Анетта выставляла не всю коллекцию, а прежде тщательно отбирала камешки и время от времени их меняла. Меняла она, причем каждый день, и расположение избранных камней: то симметричными узорами, то кучками, то просто наугад рассыпала их по бархату. Самым дорогостоящим в коллекции был рубин; его, когда Анетте исполнилось двенадцать, подарил ей индийский принц, который был влюблен в ее мать. А самым обожаемым был белый сапфир, подаренный, когда ей исполнилось четырнадцать, владельцем авиационного завода, влюбленным в ее брата. Именно этот камень она сейчас держала в пальцах, поднеся его к свету. Камень сверкал не белизной, не синевой, а золотом, утонченным до чистого прозрачного света. Настоящее сузилось до крохотной огненной точки. Анетта смотрела в самую его сердцевину.

– Анетта, – раздался голос Розы.

Анетта вздрогнула и едва не выпустила сапфир. Она поспешно вернула камень на место. Роза относилась к драгоценностям с неодобрением. Вид у нее был усталый, руки ее свисали, когда она стояла в дверях, словно тяжелые руки статуи. И кожа на ее лице тоже как-то некрасиво обвисла, пробуждая в Анетте жалость, смешанную с антипатией. Роза вернулась с фабрики, и Хантер тут же сообщил ей новости – Анетта решила бросить Рингхолл да еще явилась как раз тогда, когда Кальвин Блик торчал в офисе. Розе, которую в этот вечер ждали в Пимлико, и своих забот хватало.

– Значит, бросила школу, – проговорила она. – Ну, теперь жди беды!

– То же самое и я подумал, – ввернул Хантер, обрадованный тем, что гнев сестры миновал его.

Роза когда-то была лучшей подругой Марсии Кокейн. Они вместе учились в школе в Швейцарии, а позднее снимали квартиру в Лондоне. Роза всей душой стремилась полюбить и Анетту, что ей почти удалось. Задачу упрощало то обстоятельство, что Анетта вовсе не требовала от Розы такого уж пристального внимания.
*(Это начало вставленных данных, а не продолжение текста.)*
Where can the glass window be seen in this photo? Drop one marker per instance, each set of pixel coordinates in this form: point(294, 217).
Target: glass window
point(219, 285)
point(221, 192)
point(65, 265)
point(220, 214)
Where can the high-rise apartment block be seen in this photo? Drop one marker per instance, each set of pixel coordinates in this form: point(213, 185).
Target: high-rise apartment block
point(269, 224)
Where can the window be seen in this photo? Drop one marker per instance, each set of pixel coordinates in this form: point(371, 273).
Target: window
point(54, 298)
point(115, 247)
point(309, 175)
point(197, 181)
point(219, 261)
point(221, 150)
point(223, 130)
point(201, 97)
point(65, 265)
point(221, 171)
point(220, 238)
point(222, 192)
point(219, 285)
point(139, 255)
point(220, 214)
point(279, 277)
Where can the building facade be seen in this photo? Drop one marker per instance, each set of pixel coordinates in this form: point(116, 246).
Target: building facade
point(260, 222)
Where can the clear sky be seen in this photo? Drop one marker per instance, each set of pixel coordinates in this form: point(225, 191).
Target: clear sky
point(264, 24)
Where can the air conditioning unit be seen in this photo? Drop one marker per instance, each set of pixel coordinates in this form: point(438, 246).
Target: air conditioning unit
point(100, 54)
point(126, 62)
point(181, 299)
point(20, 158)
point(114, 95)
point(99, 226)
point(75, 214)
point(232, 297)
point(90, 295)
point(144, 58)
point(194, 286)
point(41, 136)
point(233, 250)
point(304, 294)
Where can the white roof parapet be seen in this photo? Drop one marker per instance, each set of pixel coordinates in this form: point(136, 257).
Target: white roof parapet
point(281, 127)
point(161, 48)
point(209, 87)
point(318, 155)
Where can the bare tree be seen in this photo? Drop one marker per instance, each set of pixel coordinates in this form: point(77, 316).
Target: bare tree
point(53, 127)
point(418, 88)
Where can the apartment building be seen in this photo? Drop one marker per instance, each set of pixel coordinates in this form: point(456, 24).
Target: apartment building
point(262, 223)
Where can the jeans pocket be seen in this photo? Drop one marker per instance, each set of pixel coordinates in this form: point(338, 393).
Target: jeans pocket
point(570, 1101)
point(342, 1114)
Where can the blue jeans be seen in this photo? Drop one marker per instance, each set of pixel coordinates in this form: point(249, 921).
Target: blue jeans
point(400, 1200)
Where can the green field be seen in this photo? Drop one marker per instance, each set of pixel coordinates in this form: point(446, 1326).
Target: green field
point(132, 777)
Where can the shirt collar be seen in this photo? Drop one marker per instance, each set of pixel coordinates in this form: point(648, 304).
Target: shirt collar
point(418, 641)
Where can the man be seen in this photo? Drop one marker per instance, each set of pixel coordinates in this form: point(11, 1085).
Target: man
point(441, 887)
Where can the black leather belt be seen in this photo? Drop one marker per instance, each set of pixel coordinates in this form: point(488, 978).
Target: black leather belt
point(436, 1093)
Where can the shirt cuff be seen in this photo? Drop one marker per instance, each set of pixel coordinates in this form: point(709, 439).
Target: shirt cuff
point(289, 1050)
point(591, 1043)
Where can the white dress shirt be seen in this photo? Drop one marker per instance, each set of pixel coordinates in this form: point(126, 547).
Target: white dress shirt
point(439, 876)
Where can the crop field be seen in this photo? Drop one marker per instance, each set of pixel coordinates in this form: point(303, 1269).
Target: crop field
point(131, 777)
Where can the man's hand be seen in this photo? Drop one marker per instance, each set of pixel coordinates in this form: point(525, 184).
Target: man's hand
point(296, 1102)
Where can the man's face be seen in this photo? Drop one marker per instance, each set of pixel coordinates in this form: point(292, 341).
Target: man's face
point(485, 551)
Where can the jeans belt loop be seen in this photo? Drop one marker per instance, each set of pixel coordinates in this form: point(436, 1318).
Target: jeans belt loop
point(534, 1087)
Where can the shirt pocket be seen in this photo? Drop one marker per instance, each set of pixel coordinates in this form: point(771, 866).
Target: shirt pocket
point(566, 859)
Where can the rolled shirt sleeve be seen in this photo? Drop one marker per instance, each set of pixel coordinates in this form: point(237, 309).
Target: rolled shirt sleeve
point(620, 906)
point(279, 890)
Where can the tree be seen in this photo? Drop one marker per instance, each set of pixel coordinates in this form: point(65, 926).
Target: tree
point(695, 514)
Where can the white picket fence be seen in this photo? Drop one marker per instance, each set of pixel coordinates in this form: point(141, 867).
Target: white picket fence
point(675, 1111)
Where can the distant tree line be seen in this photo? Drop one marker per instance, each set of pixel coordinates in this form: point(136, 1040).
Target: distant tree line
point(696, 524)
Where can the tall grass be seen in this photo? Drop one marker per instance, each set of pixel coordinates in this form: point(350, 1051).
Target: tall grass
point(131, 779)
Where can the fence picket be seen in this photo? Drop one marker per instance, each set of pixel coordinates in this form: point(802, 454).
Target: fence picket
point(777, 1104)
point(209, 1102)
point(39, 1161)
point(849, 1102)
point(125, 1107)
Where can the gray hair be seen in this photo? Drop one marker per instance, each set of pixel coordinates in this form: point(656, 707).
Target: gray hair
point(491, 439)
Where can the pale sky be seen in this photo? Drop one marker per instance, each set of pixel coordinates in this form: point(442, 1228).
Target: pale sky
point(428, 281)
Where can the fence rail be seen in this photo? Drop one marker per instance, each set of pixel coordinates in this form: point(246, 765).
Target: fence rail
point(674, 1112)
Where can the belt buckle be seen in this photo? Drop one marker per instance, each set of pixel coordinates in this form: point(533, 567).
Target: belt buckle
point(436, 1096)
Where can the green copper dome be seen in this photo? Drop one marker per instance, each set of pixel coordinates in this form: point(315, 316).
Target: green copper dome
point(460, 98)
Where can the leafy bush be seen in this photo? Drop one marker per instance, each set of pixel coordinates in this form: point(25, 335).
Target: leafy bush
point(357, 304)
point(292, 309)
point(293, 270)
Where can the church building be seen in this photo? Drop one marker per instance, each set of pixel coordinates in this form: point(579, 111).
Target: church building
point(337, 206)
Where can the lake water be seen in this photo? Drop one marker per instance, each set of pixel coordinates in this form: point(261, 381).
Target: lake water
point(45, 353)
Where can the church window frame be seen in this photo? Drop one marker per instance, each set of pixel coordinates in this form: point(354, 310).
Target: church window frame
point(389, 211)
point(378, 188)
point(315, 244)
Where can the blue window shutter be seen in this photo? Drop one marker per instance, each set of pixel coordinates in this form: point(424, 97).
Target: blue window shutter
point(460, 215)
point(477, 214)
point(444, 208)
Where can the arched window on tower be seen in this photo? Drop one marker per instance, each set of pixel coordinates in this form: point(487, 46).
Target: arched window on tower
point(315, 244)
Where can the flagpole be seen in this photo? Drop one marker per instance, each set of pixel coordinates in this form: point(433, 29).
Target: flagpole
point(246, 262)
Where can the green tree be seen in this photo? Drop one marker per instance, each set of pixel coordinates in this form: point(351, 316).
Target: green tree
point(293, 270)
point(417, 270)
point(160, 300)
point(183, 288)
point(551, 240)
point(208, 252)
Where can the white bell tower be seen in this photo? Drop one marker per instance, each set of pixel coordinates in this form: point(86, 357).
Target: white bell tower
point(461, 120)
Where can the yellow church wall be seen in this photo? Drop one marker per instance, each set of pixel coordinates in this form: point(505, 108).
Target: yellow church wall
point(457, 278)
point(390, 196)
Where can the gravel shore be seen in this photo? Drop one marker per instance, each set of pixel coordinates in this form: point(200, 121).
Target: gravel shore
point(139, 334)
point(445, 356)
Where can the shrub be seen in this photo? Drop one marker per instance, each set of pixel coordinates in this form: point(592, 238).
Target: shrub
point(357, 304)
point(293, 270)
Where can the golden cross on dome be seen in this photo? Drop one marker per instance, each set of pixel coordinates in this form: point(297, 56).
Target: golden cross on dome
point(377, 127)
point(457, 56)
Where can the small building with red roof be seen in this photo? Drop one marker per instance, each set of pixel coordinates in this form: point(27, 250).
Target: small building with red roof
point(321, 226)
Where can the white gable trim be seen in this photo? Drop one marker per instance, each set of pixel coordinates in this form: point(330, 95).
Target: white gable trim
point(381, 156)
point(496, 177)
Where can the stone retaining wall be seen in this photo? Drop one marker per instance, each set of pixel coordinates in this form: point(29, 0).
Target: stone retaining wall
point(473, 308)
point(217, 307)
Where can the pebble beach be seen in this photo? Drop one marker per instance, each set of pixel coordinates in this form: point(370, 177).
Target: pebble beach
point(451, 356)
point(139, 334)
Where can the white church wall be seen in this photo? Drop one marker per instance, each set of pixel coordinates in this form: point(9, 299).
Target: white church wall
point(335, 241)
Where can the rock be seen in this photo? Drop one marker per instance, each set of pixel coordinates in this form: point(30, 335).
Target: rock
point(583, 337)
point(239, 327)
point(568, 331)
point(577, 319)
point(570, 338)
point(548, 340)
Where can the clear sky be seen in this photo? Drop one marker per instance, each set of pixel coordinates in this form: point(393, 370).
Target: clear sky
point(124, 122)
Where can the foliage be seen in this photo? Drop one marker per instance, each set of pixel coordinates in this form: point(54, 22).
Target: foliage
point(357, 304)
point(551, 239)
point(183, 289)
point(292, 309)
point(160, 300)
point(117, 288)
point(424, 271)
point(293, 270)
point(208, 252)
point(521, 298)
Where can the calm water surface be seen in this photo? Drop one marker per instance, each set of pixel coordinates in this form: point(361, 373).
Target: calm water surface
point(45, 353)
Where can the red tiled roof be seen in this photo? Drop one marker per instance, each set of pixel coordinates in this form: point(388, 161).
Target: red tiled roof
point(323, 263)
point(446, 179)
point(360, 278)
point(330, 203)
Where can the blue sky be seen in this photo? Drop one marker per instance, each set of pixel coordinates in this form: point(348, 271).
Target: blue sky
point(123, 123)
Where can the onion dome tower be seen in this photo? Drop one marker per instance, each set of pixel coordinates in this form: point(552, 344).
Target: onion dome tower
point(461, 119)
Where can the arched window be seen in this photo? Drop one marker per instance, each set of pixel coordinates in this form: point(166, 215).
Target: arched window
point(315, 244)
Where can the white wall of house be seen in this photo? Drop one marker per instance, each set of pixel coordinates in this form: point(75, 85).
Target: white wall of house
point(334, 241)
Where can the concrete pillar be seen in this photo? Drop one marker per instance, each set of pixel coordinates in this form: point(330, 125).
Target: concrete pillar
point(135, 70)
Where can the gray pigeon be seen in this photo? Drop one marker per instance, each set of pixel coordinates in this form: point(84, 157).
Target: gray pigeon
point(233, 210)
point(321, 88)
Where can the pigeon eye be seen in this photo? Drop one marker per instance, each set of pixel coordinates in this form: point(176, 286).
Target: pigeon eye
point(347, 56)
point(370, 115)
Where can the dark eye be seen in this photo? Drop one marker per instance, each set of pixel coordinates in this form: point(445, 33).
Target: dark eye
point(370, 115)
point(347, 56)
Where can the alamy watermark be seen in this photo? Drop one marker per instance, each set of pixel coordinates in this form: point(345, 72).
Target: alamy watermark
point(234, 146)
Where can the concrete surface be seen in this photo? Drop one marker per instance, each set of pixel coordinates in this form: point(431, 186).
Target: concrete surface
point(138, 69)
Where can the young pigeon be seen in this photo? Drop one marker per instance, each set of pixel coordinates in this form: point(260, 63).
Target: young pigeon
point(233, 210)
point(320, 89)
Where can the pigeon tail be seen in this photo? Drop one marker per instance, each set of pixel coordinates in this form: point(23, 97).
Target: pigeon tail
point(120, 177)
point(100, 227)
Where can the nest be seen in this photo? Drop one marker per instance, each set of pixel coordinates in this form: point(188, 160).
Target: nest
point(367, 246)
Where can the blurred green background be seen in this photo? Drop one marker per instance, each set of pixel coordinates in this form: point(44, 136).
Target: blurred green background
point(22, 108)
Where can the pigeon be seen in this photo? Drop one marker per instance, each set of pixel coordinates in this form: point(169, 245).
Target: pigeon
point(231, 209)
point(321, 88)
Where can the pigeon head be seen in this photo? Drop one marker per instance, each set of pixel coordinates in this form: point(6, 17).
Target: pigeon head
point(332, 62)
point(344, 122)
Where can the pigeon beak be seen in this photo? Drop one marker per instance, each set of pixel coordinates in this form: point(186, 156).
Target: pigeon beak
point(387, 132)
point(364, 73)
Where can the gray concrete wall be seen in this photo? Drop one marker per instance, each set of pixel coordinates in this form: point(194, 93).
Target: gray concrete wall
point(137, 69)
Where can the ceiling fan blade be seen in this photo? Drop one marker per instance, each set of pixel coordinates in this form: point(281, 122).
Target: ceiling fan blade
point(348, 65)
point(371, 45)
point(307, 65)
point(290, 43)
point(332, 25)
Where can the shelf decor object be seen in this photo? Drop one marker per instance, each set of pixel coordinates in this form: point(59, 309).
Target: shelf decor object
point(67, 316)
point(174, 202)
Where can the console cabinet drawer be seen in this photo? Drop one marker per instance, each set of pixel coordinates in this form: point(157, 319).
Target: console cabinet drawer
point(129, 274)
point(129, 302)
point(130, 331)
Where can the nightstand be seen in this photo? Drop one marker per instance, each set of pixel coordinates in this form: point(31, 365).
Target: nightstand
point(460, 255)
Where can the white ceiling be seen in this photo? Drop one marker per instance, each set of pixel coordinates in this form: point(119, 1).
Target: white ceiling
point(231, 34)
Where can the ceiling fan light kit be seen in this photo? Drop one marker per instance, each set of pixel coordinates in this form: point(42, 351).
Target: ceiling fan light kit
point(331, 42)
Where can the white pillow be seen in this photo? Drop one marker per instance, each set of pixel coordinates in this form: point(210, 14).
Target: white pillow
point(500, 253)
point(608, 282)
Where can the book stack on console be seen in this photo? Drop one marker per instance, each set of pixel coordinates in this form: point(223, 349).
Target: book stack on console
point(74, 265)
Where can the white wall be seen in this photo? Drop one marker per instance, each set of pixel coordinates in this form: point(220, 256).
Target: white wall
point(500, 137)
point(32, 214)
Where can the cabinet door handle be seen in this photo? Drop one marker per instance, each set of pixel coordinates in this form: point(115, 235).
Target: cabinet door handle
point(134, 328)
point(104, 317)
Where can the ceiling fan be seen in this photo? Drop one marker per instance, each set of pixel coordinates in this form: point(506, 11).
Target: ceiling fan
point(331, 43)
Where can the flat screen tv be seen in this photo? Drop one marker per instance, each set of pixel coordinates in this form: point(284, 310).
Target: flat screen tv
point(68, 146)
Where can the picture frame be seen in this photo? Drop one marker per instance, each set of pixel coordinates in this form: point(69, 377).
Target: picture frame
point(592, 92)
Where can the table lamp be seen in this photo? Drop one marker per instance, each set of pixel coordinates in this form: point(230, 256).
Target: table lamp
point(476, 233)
Роза, отчасти очарованная, отчасти раздраженная резвостью девушки, не могла не сравнить ее с собой в этом же возрасте; и сравнение выходило не в пользу Анетты. Но все эти претензии к Анеттиному поведению так и оставались неопределенными, и Роза даже не побеспокоилась спросить себя – обоснованны ли они, или это всего лишь зависть к более молодой, более в некотором смысле удачливой женщине. Временами она наслаждалась обществом Анетты. И в то же время это дитя пробуждало в ней беспокойство. Она знала, что Анетта боится ее насмешек. И от этого с еще большим азартом язвила и колола ее.

Роза опустилась на диван. Но сейчас ей не хотелось беседовать. Хотелось просто отдохнуть.

– Мне сказали, ты бросила школу, – обратилась она к Анетте.

– Да, – выпрямилась Анетта. – Роза, ты против? – Роза протянула Анетте руку, но, заметив, какая она грязная, поспешила убрать.

– Нет, конечно, нет! – ответила Роза. – А если и против, то это не имеет значения.

Она прилегла, держа ступни на весу и плотно сжав руки, чтобы не запачкать покрывало. Лежала неудобно, полуобернувшись к Анетте.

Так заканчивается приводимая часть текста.